Además como comentaba antes, los tópicos en cuanto a personajes brillan por su ausencia: aquí hay personajes heteros, bixuales y homoxuales con una naturalidad que ya quisiera la realidad. Las razas y los colores también quedan difuminados de forma que no te das cuenta en realidad ni de qué aspecto puede tener cada uno porque no importa (por ejemplo, el mejor amigo de June se da a entender que es hindú). Por no hablar del tema relaciones en sí mismas: desinhibidas, con lenguaje natural y todo muy bien tratado acorde con la edad que tienen los protagonistas. Entre amigos hablan sin cohibirse pero sin que sus conversaciones resulten vulgares, y además me han encantado otros mensajes que quedan más velados como el hecho de que una chica pueda enrollarse con varios chicos sin ser “una fresca” (por decirlo finalmente) ante el resto de compañeros, y que a la inversa pase lo mismo, y también dé exactamente igual. En resumen, me alegra que la novela refleje que no hay que juzgar a nadie por el número ni el tipo de relaciones que tenga, seas chico o chica.

Quizás la parte más floja que se podría ver es la cantidad de clichés de instituto que hay, pero que para mí no han supuesto un problema en absoluto porque: 1. me encantan las historias de instituto al estilo The Duff, y 2. son necesarios para una historia así en la que lo que se quiere criticar y la vez defender son precisamente esos topicazos americanos: bailes de promoción, elección de universidad, fiestas en casas de “niños pijos”, los partidos del equipo de fútbol del instituto, las animadoras de doble filo… Yo he disfrutado leyendo como si estuviera viendo High School Musical, sin los bailes y las coreografías pero con el mismo ritmo.

Por otra parte, otro punto muy a su favor es la traducción, que a veces en estos casos de lenguaje tan coloquial puede quedar distorsionado o muy forzado cuando pasa al castellano de un original en inglés. En este caso, hasta las expresiones acompañan a la sensación de que June es una chica real hablando directamente a través de las páginas y que no siempre se suelen respetar porque en el original no existen (como por ejemplo: “finde” o “mola”). Si acaso me esperaba algún detalle interior para decorar la edición, que al final resulta ser muy simplona para tener ese toque tan musical por fuera.

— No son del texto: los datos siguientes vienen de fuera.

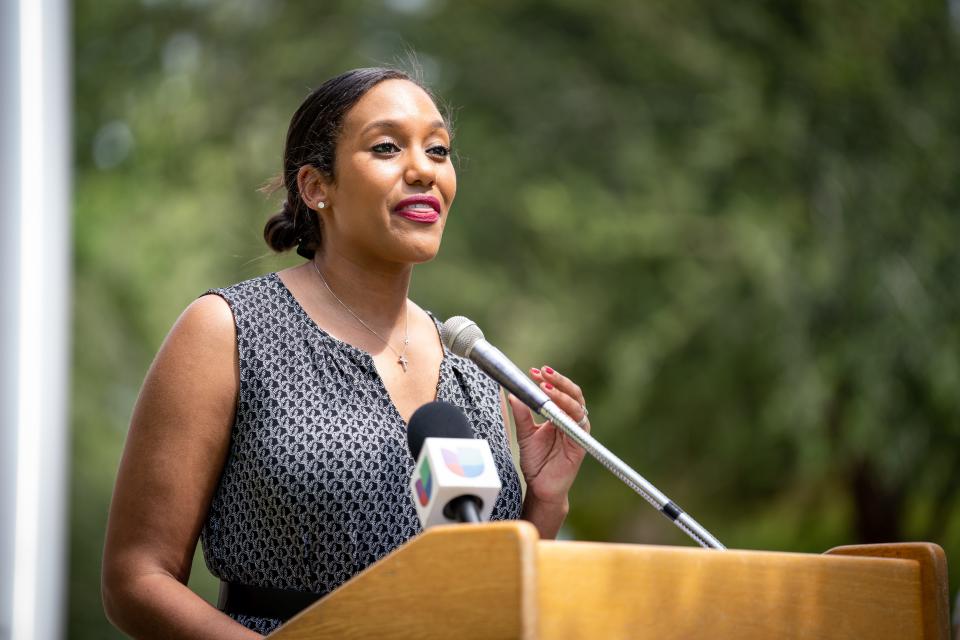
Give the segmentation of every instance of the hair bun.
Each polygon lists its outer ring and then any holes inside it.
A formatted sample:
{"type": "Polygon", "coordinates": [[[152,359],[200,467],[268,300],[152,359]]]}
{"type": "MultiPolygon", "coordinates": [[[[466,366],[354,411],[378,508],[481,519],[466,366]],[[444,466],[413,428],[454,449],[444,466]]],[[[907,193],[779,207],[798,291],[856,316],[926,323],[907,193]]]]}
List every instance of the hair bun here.
{"type": "Polygon", "coordinates": [[[283,207],[267,220],[263,228],[263,239],[276,252],[287,251],[300,243],[302,230],[297,228],[297,212],[285,198],[283,207]]]}

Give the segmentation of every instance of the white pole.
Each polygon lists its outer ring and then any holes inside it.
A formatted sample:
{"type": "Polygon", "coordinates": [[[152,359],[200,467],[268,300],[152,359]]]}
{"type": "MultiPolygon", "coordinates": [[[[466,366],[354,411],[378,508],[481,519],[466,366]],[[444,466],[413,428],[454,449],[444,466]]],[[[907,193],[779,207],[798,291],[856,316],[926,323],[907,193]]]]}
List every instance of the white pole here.
{"type": "Polygon", "coordinates": [[[20,188],[17,5],[0,2],[0,640],[13,619],[13,512],[16,463],[16,266],[20,188]]]}
{"type": "Polygon", "coordinates": [[[15,44],[0,76],[0,638],[47,640],[62,636],[65,610],[69,12],[66,0],[2,4],[2,39],[15,44]]]}

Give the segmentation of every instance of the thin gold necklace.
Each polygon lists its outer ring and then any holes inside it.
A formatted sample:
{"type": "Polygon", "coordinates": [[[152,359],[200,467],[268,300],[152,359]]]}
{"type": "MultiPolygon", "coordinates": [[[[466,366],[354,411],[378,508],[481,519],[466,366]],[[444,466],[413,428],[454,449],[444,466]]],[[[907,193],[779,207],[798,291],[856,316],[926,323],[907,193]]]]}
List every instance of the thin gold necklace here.
{"type": "MultiPolygon", "coordinates": [[[[311,262],[313,262],[313,261],[311,260],[311,262]]],[[[386,338],[384,338],[384,337],[381,336],[379,333],[377,333],[376,331],[374,331],[373,329],[371,329],[371,328],[370,328],[370,325],[368,325],[366,322],[364,322],[364,321],[360,318],[360,316],[358,316],[357,314],[355,314],[355,313],[353,312],[353,309],[351,309],[350,307],[348,307],[348,306],[346,305],[346,303],[345,303],[343,300],[341,300],[340,297],[339,297],[337,294],[335,294],[335,293],[333,292],[333,289],[331,289],[331,288],[330,288],[330,285],[327,284],[327,279],[323,277],[323,274],[322,274],[322,273],[320,273],[320,267],[317,266],[317,263],[316,263],[316,262],[313,262],[313,268],[316,270],[317,275],[320,276],[320,282],[322,282],[322,283],[323,283],[323,286],[325,286],[325,287],[327,288],[327,291],[330,292],[330,295],[333,296],[333,299],[336,300],[337,302],[339,302],[339,303],[340,303],[340,306],[343,307],[344,309],[346,309],[346,310],[347,310],[347,313],[349,313],[351,316],[353,316],[353,318],[354,318],[357,322],[359,322],[360,324],[362,324],[364,329],[366,329],[367,331],[369,331],[369,332],[372,333],[373,335],[375,335],[375,336],[377,336],[378,338],[380,338],[380,341],[383,342],[383,344],[387,345],[387,347],[390,349],[390,351],[393,351],[394,355],[397,356],[397,364],[399,364],[401,367],[403,367],[403,372],[406,373],[406,372],[407,372],[407,367],[408,367],[409,364],[410,364],[410,362],[407,360],[407,355],[406,355],[406,354],[407,354],[407,346],[410,344],[410,335],[407,333],[407,329],[409,328],[409,324],[410,324],[410,312],[409,312],[409,310],[407,309],[406,303],[404,303],[404,306],[403,306],[403,309],[404,309],[404,314],[403,314],[403,315],[404,315],[404,318],[403,318],[403,349],[402,349],[401,351],[397,351],[396,349],[393,348],[393,345],[391,345],[391,344],[387,341],[386,338]]]]}

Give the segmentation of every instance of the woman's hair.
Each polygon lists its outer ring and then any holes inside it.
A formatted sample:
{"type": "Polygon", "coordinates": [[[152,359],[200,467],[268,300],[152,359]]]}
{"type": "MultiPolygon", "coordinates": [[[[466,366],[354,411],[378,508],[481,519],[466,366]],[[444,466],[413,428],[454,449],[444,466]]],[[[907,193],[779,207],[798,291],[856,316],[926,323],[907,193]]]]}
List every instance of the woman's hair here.
{"type": "Polygon", "coordinates": [[[280,252],[297,247],[297,253],[313,259],[320,247],[321,221],[300,197],[297,173],[300,167],[313,165],[324,176],[335,179],[337,139],[347,111],[375,85],[395,79],[413,82],[430,95],[421,82],[403,71],[382,67],[354,69],[314,89],[293,114],[283,152],[283,173],[277,180],[282,180],[287,197],[283,208],[263,229],[263,238],[271,249],[280,252]]]}

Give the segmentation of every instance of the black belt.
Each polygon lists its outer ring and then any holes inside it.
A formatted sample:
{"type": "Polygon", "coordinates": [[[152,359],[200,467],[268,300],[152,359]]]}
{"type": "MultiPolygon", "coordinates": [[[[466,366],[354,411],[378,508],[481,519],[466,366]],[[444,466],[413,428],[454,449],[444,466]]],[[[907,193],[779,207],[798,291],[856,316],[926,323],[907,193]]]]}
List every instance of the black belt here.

Resumiendo, ha superado con creces mis expectativas porque simplemente me esperaba pasar unos días leyendo algo ligero, distendido y sin una historia profunda, pero resulta que me he encontrado con una novela inteligente, con temas que invitan a reflexionar y personajes maduros a pesar de la edad que representan. Supongo que en el original también tendrá esta esencia de buen rollo, pero a mí particularmente me ha dado una sensación de muy buen feeling mientras iba leyendo, y al terminar las buenas vibraciones que te dejan el mensaje general de la historia te hacen sentir muy bien.

*Y como siempre, tengo que dar mil gracias a Puck Ediciones por la amabilidad al enviarme un ejemplar con esa rapidez.


¿Conocíais esta historia o a su autora?

¿Os gustan las novelas juveniles que se salen de la norma?